Logging Pipeline
Introduction
The logging pipeline provides on-demand access to system and service instance logs. Unlike the monitoring pipeline (which pushes metrics continuously), logs are pulled — the cloud sends a request specifying what logs are needed, and AosCore responds with compressed log archives delivered in parts.
This page documents the end-to-end flow from cloud log request to archive delivery, the three log request types, how journal entries are filtered and formatted, and how large log responses are split into manageable parts for transport.
Request Flow Overview
A log request traverses the following path through the system:
AosCloud CM SM (per Node)
│ │ │
│ requestLog (JSON/WS) │ │
│────────────────────────▶│ │
│ │ gRPC: SystemLogRequest / │
│ │ InstanceLogRequest / │
│ │ InstanceCrashLogRequest │
│ │─────────────────────────────▶│
│ │ │ Read systemd journal
│ │ │ Filter + format entries
│ │ │ Compress (gzip)
│ │ │ Split into parts
│ │ gRPC: Log (part N) │
│ │◀─────────────────────────────│
│ pushLog (JSON/WS) │ │
│◀────────────────────────│ │
- Cloud initiates — AosCloud sends a
requestLogmessage over the WebSocket connection to CM, specifying the log type, optional time range, and target Node(s). - CM routes to Node(s) — The CM Communication module parses the request and calls
SMController::RequestLog(). The SM Controller iterates over the requested Nodes and forwards the appropriate gRPC message (SystemLogRequest,InstanceLogRequest, orInstanceCrashLogRequest) to each Node's SM via the bidirectional gRPC stream. - SM collects logs — The SM's
LogProviderreads matching entries from the systemd journal, formats them, compresses the output using gzip, and splits the result into parts. - SM sends response — Each compressed part is sent back to CM as a
LoggRPC message containing the part number, total part count, and compressed content. - CM forwards to cloud — CM receives the log parts from the SM Handler and forwards each as a
pushLogmessage over the WebSocket connection to AosCloud.
Log Request Types
The cloud can request three types of logs:
| Type | gRPC Message | Description |
|---|---|---|
| System log | SystemLogRequest | Journal entries from AosCore system components (CM, SM, IAM) |
| Instance log | InstanceLogRequest | Journal entries from a specific service instance, filtered by its systemd cgroup |
| Crash log | InstanceCrashLogRequest | Journal entries surrounding a service instance crash event |
All request types share a common filter structure:
| Filter Field | Description |
|---|---|
correlationId | Unique identifier linking the request to its response parts |
from | Optional start timestamp — only entries at or after this time are included |
till | Optional end timestamp — only entries before this time are included |
nodes | List of Node IDs to collect logs from |
| Instance filter | For instance and crash logs: service ID, subject ID, and instance number to identify the target service |
Log Collection
Journal Access
The LogProvider in SM reads log entries from the systemd journal using the sd-journal API. It supports both cgroup
v1 and cgroup v2 environments for filtering service instance logs.

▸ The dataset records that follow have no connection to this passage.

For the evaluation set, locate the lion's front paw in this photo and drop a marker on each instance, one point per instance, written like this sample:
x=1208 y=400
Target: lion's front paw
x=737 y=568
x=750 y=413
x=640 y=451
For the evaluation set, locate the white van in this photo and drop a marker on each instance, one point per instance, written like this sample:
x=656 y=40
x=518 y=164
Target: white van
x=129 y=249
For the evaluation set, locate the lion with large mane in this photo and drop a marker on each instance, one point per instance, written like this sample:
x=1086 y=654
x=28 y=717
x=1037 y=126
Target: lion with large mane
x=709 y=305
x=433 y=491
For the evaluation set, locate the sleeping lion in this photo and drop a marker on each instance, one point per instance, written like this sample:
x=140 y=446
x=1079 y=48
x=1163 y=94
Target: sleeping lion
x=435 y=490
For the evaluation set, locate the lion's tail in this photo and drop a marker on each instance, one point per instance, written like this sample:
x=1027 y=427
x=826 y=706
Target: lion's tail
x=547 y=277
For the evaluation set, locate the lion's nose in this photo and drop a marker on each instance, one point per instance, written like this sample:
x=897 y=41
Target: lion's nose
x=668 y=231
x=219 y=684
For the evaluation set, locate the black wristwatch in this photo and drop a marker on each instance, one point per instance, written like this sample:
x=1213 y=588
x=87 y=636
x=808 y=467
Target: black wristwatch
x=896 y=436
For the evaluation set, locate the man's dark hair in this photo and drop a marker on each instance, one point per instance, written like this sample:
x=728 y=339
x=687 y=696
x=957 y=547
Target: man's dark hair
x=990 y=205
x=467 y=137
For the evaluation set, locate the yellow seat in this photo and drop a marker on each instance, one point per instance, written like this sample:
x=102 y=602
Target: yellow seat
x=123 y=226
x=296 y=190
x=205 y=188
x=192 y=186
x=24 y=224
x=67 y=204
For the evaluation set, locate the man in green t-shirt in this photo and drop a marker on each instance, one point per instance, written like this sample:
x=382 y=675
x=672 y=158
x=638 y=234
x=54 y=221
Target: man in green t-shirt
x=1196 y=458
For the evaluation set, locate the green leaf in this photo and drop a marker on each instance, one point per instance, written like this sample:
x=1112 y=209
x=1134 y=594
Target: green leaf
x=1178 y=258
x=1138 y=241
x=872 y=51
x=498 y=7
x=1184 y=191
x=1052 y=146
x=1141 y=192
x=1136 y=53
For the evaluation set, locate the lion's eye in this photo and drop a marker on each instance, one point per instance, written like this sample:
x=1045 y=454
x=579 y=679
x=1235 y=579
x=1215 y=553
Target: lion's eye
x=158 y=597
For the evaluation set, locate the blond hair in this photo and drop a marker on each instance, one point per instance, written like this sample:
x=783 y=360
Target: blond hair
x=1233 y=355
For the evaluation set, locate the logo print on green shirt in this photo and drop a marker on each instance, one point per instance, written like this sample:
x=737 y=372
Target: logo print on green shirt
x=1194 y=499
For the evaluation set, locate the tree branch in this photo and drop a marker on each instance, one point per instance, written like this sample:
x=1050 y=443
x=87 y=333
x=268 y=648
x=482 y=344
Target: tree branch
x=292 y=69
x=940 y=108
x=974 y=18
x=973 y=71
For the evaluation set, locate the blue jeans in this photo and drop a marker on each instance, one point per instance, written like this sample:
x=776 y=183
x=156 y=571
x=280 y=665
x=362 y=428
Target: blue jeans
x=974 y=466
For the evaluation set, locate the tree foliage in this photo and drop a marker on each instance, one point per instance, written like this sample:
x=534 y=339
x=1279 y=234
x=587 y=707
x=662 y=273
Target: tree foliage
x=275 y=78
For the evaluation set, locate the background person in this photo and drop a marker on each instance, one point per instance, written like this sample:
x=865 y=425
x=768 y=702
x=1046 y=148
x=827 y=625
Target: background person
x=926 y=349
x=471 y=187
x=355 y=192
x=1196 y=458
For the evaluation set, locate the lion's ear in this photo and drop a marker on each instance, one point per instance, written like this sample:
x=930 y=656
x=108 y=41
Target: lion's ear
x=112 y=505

System logs — When no instance IDs are specified, the LogProvider reads all journal entries within the requested time range. Each entry includes the systemd unit name to identify which component produced it.

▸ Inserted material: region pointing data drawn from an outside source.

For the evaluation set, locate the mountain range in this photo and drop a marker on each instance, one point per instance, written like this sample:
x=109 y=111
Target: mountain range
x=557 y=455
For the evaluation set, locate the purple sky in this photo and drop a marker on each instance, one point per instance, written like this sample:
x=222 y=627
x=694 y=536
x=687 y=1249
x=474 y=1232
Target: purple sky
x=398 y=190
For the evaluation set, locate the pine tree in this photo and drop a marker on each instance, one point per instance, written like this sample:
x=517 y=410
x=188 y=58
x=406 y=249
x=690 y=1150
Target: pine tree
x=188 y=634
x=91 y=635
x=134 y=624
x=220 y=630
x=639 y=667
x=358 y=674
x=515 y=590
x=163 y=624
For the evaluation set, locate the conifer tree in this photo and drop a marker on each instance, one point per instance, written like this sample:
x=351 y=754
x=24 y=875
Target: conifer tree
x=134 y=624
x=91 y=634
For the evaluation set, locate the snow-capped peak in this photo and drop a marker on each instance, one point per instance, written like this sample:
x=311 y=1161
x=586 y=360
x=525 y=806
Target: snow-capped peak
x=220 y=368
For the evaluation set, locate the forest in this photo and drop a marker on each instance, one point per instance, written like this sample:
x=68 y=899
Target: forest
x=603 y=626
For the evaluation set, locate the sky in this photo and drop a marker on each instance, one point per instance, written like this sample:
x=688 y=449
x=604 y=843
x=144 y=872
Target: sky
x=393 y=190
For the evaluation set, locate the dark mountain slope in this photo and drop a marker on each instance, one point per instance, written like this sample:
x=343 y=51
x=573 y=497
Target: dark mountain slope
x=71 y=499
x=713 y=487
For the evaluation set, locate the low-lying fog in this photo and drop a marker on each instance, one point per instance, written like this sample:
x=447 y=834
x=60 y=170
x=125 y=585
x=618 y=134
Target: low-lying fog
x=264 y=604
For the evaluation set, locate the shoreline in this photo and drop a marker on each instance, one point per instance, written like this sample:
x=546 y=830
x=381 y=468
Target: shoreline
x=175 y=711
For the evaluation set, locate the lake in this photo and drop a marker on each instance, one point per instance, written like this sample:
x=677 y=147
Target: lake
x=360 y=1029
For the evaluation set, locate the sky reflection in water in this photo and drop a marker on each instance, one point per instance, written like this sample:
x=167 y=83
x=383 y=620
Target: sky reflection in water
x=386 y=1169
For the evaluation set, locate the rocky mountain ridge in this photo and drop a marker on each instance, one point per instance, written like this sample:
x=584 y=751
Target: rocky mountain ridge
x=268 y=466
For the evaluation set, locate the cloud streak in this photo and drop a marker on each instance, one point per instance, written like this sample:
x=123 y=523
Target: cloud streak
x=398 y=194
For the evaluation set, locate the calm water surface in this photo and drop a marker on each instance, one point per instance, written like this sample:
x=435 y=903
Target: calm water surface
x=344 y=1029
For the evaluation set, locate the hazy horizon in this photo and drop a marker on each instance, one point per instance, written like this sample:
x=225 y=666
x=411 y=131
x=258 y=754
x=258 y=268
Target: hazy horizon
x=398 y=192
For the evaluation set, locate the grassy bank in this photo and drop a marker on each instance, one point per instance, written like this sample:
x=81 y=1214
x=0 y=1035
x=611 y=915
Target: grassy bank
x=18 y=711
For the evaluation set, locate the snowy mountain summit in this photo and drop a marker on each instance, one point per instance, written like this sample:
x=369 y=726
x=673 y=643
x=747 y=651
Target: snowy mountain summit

Instance logs — The LogProvider resolves the requested service filter to concrete instance IDs, then applies cgroup-based journal filters:
| Cgroup Version | Filter Pattern |
|---|---|
| v1 | _SYSTEMD_CGROUP=/system.slice/system-aos\x2dservice.slice/aos-service@<instanceID>.service |
| v2 | _SYSTEMD_CGROUP=/system.slice/system-aos\x2dservice.slice/<instanceID> |
Both patterns are added as disjunctive matches, so entries from either cgroup layout are captured.
Crash Log Extraction
Crash log collection uses a two-phase approach:
- Find crash time — The LogProvider seeks backward from the
tilltimestamp (or journal tail) looking for a "process exited" message. The monotonic timestamp of this entry becomes the crash boundary. - Collect surrounding entries — Using the crash time as an upper bound, the LogProvider collects all journal entries from the service instance's cgroup that occurred between the service start ("Started" message) and the crash. This captures the full execution context leading up to the failure.
If no crash event is found within the requested time range, an empty response with absent status is returned.
Entry Formatting
Each journal entry is formatted as a single line:
<ASN1-timestamp> [<systemd-unit>] <message>
- The timestamp is formatted as an ASN.1 time string for consistent parsing.

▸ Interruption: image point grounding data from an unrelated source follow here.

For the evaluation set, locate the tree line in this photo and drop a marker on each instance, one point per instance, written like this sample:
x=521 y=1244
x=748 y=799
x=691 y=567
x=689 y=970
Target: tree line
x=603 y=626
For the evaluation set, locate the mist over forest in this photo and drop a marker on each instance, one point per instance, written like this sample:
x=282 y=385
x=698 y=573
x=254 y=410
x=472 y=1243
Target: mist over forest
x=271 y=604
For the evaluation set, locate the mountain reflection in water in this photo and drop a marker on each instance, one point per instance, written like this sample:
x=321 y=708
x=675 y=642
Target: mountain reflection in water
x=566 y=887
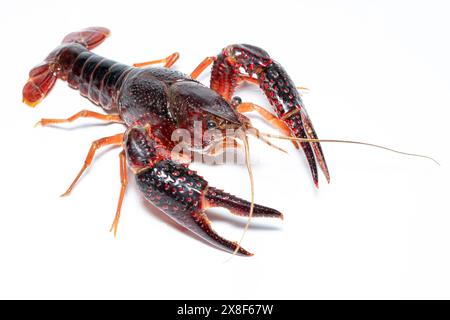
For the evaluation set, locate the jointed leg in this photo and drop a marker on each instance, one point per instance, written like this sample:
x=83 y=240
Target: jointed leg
x=82 y=114
x=124 y=183
x=112 y=140
x=168 y=61
x=202 y=66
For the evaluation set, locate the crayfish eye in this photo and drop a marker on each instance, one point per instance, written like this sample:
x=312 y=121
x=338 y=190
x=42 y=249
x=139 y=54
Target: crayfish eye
x=211 y=124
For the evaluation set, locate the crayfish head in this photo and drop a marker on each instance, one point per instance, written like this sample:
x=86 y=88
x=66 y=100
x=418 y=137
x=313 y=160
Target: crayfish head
x=41 y=80
x=251 y=58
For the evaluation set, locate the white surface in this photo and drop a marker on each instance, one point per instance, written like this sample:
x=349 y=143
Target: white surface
x=378 y=72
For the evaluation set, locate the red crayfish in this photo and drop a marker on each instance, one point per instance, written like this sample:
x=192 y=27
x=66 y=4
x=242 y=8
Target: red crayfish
x=155 y=101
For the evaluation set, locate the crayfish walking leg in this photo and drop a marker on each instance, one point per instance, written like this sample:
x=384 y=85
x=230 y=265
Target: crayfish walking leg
x=280 y=90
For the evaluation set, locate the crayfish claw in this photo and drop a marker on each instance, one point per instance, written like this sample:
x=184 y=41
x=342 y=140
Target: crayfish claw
x=211 y=236
x=218 y=198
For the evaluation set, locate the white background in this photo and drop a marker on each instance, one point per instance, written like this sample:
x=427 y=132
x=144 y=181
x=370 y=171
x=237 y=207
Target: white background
x=378 y=71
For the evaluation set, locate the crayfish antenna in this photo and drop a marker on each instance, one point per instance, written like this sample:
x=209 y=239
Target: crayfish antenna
x=269 y=135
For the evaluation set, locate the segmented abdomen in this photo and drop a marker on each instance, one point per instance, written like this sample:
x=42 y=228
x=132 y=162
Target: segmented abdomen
x=97 y=78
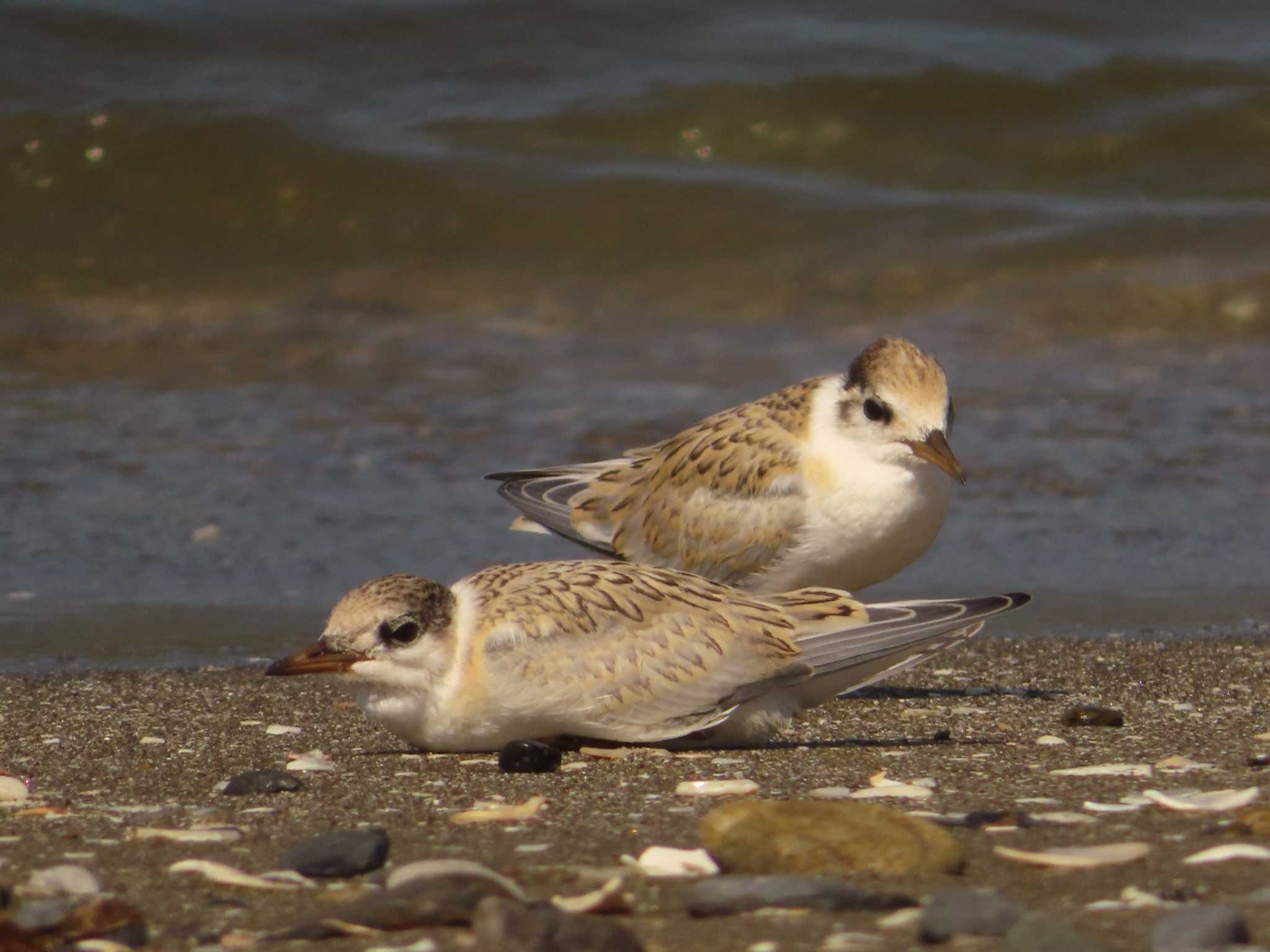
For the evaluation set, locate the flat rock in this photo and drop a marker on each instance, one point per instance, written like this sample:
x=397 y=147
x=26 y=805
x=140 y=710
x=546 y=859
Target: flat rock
x=262 y=782
x=826 y=838
x=957 y=912
x=742 y=894
x=340 y=853
x=1199 y=930
x=1093 y=716
x=1039 y=933
x=528 y=757
x=506 y=926
x=419 y=902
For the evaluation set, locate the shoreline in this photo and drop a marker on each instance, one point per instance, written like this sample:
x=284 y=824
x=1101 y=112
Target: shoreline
x=79 y=738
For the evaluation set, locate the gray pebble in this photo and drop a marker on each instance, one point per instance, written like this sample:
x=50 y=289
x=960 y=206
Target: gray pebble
x=741 y=894
x=263 y=782
x=506 y=926
x=342 y=853
x=1199 y=930
x=957 y=912
x=1039 y=933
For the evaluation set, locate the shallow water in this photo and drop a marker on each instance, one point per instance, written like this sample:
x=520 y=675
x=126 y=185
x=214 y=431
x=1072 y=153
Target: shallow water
x=1122 y=482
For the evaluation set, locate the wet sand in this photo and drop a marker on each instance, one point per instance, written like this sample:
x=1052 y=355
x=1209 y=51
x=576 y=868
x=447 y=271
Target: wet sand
x=78 y=736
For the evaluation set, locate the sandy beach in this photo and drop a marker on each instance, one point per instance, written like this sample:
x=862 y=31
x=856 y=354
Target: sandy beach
x=81 y=741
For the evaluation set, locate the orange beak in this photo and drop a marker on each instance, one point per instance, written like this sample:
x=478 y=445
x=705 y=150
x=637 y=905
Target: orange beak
x=936 y=451
x=315 y=659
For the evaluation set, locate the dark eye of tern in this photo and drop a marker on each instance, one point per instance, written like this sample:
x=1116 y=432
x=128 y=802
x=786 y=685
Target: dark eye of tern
x=877 y=410
x=401 y=633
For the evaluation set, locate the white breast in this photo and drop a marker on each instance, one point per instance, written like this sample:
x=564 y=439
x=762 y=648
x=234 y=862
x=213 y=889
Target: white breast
x=866 y=518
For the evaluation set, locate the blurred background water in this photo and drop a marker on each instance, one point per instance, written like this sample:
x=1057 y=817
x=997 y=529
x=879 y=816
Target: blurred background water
x=278 y=282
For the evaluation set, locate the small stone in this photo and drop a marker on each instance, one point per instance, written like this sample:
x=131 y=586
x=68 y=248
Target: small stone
x=262 y=782
x=64 y=880
x=954 y=912
x=1199 y=930
x=1093 y=716
x=528 y=757
x=340 y=853
x=1039 y=933
x=538 y=927
x=742 y=894
x=826 y=838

- The systemd unit field is included only for system logs (where entries come from multiple components). For instance logs, the unit is omitted since all entries belong to the same service.
Compression and Archiving
Log responses are compressed using gzip (via the Poco DeflatingOutputStream with Z_BEST_COMPRESSION) and split into
multiple parts for efficient transport.
Archive Configuration
Two parameters control archive splitting:
| Parameter | Description |
|---|---|
maxPartSize | Maximum uncompressed size (in bytes) of log content per part. When this threshold is reached, the current part is finalized and a new part begins. |
maxPartCount | Maximum number of parts allowed per response. If the log content exceeds maxPartSize × maxPartCount, collection stops. |
Archiving Process
- The
Archivercreates a gzip compression stream for the first part. - As formatted log entries are added, the Archiver tracks the uncompressed byte count.
- When
maxPartSizeis reached, the current compression stream is finalized, a new stream is created for the next part, and the part counter increments. - If
maxPartCountis reached, no further entries are accepted. - When all entries are processed,
SendLog()is called — it finalizes the last compression stream and sends all parts sequentially.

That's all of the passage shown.